Archive for the ‘Toronto’ Category
Last Sunday, I visited the Toronto incarnation of The Word on the Street. Queen’s Park Crescent, surrounding the park and provincial legislative assembly of the same name, was blocked off for the day-long street book festival.
I can’t speak about the morning, but the afternoon was a beautiful day. It was quite nice to spend a bright warm September summer afternoon in the middle of the city surrounded by books. Getting my picture taken with Polkaroo was an added benefit.
Livejournaler jsburbidge notes things that Torontonians are talking about regarding the municipal election, and notes many more things that Torontonians aren’t talking about but should.
1) I have seen tweets this morning regarding waiting for space on trains downtown. (In particular: a complaint about Chester Station and one about Bloor/Yonge).
Chester is a good example of what a DRL would fix; the DRL as usually planned would cross the Bloor-Danforth Line at Pape, and would draw off at least a portion of the flow downtown (it would also allow a one-station jog against flow to Pape from Chester) relieving stations between Pape and Yonge.
Bloor/Yonge would also obviously benefit from a DRL; but I’m less sympathetic to complaints about waiting 20 minutes for a free train there. I’ve sometimes been in a potentially similar position, but if I’m starting from Bloor/Yonge, or even have reached it on a heavy morning, I just choose to walk: I know from experience that it’s about 25 minutes from there to Downtown (Downtown being defined as King/Bay).
Now there are lots of people for whom a walk from Bloor to King is unreasonable — the elderly, the very young, those with mobility problems — but I’m willing to bet that most rush-hour commuters would both be capable of and would benefit from a 25-minute walk downtown — at least on a day like this (clear, not cold, not too hot).
2) I hate to be cynical about this but I’m going to be cynical about this: the reason that John Tory continues to have a significantly higher level of support than Chow or Ford despite the manifest problems surrounding SmartTrack (there was an article in Torontoist this morning by Steve Munro taking it apart: torontoist.com/2014/09/john-torys-transit-vision-is-short-sighted/) is that nobody actually believes that Tory would have a snowball’s chance in hell of pushing it through in any case. The rail lines belong to Metrolinx, the financing would have to go through vetting by the city staff (which it wouldn’t get), real power resides here with the province (which is pushing ahead with RER in any case, which saves the scheme from being a complete fantasy the way the Ford subway scheme is), and Council will be all over the map.
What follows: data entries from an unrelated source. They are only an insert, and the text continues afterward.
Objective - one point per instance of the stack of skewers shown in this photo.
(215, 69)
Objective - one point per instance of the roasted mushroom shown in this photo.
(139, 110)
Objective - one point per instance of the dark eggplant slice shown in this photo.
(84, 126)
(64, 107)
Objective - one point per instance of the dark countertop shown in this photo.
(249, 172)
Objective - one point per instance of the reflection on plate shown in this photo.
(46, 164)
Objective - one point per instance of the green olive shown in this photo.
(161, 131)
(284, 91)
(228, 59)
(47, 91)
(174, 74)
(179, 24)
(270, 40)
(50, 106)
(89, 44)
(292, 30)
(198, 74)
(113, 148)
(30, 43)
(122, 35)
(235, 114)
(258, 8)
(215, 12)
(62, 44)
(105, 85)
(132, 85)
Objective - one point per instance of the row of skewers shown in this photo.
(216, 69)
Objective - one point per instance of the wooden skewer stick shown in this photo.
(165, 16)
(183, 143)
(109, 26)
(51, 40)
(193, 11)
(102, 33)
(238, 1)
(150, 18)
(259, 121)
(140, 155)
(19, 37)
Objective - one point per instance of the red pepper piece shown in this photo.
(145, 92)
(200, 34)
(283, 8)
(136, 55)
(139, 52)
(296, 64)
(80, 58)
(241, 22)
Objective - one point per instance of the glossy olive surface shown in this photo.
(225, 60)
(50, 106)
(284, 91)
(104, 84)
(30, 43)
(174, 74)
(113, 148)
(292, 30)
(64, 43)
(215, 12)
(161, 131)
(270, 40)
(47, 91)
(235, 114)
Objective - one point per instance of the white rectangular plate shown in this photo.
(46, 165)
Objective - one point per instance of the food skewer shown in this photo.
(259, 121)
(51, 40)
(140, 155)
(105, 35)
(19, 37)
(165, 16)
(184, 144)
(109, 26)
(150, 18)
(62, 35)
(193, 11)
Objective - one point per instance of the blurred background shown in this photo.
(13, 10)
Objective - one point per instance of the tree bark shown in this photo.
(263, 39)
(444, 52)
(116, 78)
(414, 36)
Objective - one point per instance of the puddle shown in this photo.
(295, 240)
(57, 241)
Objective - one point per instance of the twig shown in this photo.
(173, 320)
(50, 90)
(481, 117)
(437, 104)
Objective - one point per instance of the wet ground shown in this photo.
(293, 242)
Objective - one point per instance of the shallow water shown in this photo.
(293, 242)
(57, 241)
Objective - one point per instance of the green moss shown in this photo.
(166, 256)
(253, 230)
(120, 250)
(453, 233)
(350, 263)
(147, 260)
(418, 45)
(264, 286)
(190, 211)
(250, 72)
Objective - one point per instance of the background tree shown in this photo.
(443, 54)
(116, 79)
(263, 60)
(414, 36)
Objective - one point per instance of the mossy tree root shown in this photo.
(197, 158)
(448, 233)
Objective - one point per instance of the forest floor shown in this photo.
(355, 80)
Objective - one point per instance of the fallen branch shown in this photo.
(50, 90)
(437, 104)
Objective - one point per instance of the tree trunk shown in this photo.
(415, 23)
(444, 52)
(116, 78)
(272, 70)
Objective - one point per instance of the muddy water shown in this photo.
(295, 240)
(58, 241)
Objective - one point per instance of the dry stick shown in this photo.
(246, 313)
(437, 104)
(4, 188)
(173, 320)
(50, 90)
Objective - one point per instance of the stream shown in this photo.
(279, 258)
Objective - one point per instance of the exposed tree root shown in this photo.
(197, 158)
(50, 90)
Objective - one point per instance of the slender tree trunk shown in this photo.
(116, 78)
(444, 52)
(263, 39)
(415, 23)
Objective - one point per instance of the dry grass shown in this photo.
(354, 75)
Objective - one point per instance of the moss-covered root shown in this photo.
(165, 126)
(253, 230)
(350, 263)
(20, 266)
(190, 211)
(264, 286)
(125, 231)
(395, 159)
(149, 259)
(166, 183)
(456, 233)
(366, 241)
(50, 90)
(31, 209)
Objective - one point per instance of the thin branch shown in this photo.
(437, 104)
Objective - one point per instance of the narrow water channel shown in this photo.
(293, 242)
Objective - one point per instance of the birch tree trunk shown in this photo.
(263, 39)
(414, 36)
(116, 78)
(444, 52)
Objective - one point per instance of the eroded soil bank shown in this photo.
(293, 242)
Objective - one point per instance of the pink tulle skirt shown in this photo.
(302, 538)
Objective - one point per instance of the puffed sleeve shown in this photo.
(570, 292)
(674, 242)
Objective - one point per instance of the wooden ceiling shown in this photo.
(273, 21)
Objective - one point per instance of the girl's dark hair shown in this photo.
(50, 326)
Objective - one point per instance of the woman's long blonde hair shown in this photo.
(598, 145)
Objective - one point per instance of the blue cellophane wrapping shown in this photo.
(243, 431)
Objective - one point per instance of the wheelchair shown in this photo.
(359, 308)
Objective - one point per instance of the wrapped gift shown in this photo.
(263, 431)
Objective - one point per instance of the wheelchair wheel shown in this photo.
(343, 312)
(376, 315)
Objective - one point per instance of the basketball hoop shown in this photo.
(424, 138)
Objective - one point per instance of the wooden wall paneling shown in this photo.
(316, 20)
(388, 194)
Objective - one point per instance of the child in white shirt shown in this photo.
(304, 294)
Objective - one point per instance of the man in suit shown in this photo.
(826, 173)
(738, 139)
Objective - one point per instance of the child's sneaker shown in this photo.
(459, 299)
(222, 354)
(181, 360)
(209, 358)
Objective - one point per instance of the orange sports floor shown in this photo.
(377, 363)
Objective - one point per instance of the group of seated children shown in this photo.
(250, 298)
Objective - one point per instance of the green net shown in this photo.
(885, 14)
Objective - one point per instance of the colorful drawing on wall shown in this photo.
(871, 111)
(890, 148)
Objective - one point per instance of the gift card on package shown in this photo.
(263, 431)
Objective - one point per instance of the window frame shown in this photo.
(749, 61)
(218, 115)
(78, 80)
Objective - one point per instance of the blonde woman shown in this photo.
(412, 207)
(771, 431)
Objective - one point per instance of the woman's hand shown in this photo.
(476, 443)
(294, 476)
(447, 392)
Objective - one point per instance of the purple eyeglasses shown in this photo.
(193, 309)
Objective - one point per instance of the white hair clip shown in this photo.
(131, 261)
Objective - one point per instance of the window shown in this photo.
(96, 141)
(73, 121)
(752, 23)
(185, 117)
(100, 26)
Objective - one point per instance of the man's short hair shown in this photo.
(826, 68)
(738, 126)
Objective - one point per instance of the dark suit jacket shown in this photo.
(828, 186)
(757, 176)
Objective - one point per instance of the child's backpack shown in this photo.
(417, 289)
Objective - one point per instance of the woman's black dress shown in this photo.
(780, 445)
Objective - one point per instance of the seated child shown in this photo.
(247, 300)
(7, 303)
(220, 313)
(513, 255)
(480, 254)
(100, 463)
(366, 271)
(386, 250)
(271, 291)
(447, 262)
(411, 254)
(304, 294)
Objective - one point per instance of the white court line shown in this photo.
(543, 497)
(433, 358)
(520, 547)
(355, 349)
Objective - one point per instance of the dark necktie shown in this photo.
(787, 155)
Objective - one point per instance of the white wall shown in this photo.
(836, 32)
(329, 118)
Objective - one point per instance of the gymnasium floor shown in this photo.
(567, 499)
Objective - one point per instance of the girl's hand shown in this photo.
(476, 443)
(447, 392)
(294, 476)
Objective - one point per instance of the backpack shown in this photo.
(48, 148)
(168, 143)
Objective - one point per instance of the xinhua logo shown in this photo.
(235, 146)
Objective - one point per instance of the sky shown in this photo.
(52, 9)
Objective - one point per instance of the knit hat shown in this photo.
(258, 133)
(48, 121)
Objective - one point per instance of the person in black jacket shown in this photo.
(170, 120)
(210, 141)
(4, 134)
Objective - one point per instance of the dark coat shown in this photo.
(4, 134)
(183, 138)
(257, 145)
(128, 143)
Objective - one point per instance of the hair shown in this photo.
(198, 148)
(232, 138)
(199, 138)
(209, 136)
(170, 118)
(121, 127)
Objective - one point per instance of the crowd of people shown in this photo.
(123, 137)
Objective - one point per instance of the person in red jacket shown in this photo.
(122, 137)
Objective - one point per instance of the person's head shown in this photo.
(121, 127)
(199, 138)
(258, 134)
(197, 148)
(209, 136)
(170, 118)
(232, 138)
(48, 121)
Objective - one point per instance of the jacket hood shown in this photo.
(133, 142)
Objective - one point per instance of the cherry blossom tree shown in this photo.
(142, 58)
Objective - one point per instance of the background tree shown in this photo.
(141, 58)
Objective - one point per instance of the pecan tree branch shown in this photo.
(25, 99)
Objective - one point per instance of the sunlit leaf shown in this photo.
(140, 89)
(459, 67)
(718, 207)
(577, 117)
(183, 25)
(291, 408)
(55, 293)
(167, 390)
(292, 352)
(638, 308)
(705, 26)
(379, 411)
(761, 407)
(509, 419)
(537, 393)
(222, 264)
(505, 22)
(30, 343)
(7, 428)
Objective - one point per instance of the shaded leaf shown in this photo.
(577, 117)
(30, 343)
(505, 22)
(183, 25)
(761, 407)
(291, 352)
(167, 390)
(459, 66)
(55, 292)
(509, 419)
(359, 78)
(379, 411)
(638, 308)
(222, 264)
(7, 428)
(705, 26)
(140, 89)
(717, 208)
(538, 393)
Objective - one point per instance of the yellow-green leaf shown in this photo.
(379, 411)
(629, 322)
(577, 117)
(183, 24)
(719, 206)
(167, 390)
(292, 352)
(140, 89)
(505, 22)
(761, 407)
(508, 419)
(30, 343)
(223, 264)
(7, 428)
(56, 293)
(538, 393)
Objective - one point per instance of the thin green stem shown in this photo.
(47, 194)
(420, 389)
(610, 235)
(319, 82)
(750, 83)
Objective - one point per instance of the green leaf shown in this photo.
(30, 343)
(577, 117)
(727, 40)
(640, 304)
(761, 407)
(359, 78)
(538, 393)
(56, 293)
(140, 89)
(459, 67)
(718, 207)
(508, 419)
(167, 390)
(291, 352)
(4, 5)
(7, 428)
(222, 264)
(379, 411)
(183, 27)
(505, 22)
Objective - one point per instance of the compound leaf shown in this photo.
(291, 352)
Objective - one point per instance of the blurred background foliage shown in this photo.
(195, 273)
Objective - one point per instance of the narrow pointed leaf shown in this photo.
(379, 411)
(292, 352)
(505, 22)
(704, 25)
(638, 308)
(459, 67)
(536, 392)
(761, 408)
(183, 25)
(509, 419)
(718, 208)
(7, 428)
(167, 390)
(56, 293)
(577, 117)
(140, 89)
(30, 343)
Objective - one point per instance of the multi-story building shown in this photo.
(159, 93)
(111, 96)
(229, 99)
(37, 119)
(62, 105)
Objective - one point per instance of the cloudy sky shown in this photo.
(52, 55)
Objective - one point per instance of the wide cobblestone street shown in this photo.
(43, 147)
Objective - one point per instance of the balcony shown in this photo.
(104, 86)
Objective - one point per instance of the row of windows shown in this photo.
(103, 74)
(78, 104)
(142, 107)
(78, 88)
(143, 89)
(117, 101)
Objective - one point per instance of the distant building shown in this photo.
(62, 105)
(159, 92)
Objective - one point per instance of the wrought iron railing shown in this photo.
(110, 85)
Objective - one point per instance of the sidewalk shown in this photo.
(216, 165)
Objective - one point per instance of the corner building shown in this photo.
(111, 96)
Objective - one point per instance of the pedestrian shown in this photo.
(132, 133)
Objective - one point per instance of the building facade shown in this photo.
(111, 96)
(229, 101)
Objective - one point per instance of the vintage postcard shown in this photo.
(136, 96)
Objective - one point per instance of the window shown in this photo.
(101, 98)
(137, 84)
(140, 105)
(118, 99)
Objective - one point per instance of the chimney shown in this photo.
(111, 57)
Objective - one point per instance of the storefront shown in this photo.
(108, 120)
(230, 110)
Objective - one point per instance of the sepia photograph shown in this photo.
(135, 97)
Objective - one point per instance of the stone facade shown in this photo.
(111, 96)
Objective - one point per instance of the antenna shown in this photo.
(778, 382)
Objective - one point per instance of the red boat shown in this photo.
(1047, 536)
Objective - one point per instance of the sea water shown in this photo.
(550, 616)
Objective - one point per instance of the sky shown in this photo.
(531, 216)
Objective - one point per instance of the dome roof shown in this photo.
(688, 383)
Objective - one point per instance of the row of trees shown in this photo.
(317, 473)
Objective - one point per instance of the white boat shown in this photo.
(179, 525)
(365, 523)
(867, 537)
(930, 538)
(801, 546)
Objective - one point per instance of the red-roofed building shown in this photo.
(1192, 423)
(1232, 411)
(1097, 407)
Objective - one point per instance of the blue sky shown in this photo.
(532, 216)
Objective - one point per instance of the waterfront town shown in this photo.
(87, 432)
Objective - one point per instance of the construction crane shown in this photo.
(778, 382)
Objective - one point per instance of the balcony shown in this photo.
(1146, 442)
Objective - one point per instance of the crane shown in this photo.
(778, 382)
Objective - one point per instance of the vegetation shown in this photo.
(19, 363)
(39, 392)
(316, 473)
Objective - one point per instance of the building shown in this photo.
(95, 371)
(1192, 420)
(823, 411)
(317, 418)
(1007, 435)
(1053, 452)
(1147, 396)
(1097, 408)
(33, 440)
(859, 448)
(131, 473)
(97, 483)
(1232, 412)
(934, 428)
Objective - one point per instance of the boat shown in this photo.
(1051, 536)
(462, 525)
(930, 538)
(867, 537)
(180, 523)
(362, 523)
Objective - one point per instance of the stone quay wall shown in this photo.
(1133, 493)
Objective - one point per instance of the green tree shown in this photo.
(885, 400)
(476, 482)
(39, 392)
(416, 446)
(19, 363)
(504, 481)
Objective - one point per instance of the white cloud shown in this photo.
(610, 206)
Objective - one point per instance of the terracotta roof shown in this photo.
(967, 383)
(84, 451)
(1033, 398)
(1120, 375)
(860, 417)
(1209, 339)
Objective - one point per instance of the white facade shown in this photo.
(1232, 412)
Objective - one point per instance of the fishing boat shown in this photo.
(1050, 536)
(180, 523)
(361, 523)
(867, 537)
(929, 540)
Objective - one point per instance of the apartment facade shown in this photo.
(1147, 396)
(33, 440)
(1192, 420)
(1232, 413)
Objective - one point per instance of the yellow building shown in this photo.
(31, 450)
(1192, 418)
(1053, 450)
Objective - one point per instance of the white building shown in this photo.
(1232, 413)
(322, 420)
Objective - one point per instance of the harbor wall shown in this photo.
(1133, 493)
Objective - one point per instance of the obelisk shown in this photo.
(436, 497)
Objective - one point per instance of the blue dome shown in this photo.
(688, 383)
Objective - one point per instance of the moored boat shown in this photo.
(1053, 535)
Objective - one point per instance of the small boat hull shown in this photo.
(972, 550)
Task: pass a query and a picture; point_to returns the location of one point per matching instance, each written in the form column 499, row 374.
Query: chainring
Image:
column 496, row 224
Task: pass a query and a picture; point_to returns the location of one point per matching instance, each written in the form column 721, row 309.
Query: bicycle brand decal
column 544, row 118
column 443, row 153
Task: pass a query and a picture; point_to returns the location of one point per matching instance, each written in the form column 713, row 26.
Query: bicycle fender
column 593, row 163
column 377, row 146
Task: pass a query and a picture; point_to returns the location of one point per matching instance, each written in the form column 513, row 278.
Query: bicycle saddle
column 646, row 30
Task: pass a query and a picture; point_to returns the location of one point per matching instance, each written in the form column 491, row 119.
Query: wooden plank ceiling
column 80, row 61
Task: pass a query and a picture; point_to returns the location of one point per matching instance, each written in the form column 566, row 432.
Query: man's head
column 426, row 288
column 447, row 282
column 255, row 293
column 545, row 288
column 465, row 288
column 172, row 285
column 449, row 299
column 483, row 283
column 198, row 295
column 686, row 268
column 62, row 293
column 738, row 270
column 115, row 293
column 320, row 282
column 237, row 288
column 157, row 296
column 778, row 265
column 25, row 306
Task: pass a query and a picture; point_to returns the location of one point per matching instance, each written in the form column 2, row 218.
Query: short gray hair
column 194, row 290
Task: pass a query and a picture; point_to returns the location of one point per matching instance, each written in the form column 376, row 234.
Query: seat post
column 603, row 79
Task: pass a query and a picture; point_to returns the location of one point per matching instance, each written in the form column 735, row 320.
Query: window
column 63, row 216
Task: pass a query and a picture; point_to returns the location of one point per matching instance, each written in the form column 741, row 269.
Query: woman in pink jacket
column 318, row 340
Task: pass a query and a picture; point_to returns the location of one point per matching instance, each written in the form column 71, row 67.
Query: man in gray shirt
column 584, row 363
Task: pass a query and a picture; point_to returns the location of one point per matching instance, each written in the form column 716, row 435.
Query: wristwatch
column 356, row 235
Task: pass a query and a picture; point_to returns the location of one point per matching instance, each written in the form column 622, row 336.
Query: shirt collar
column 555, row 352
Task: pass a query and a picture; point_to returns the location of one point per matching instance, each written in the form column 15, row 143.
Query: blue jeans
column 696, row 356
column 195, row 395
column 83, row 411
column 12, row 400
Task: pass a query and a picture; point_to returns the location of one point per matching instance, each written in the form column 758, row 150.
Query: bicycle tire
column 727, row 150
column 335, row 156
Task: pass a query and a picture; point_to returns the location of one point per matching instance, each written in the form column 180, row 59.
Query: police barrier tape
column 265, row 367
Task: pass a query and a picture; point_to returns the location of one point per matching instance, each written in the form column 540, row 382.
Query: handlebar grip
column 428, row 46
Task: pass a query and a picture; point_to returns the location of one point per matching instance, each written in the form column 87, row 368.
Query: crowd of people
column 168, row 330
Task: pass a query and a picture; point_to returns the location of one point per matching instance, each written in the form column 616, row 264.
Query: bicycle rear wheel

Transit is by far the highest profile issue in this election (other than the Ford identity itself), but it poses a real challenge for the candidates: just about everything that can be done is either already being done or being studied. It’s been so over-analyzed that the chance of a genuinely new positive contribution is nil. The financial and management power lies, by and large, with the province and Metrolinx, except for smallish TTC improvements (smallish because large TTC-only improvements require money which is not currently there, and nobody to the right of Ari Goldkind — and that includes Olivia Chow — wants to talk about large general tax increases) which were pretty well all covered in the report passed by the TTC board in August. Even Chow’s deliberately small-scale bus-oriented plan is impractical as it currently stands, running up against limits in the TTC capacity.